Question about Singles/Families for missionaries:
"How do singles deal with loneliness and isolation overseas?"
In a new place, it's an easy trap to think that you are the only one who doesn't fit in, that everyone else is already set in a group, and that there is no room for you. Those are lies. God has gone before you to provide people to love you and to care for you as you care for others. Continue seeking his face first, and then look for those women (if you are female) who may be used of God to care for you.
I strongly recommend against finding men for this role, even "father-figure" type men. A more seasoned missionary once cautioned me, "No matter what the man calls you, sister, daughter, or friend, he still sees you as a woman."
The challenge of building such deep relationships with other missionaries or nationals is that, at some point, your paths will part... and the separation will be painful. But again, the pain of losing close relationships is worth the joy and security you will have experienced while you were together.

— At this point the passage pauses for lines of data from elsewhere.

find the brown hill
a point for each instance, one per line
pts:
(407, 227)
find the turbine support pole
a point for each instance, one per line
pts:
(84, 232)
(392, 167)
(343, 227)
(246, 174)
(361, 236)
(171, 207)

As for isolation, if you are the type of person who needs close relationships and regular social interaction, do not chose to go to a place where you will live isolated from people with whom you can build friendships. It takes a special type of personality to thrive and remain healthy in a lonesome environment.
Not every couple is looking to expand their family, but if you can be available and flexible, there will be families who love having another adult to talk to. The single gains a home to drop in with and someone to confide in, but also needs to be willing to pitch in and help make the family work like any other family member. Maybe rather than confidantes over a cup of tea you will bond in prayer and conversation while shopping, cooking, or doing laundry together.
Our children loved having "aunties" to replace far-away extended family members. Three of my five closest missionary girlfriends overseas were singles. A single can consider same gender friendships with members of married families as one coping mechanism that's a win-win solution.
Loneliness can be very hard, but your relationship with God will be what sustains you. I pray frequently to develop friendship relationships and that God would bless me with a wife and children. But my rest is in him.
One thing I would suggest is that you don't separate nationals and fellow expatriates. If you go to work among locals and then, whenever you need refreshment, go back to fellow foreigners, you will not be able to bond with the nationals. I believe it will be a hindrance on your ministry long term. Seek friendship from the local believers.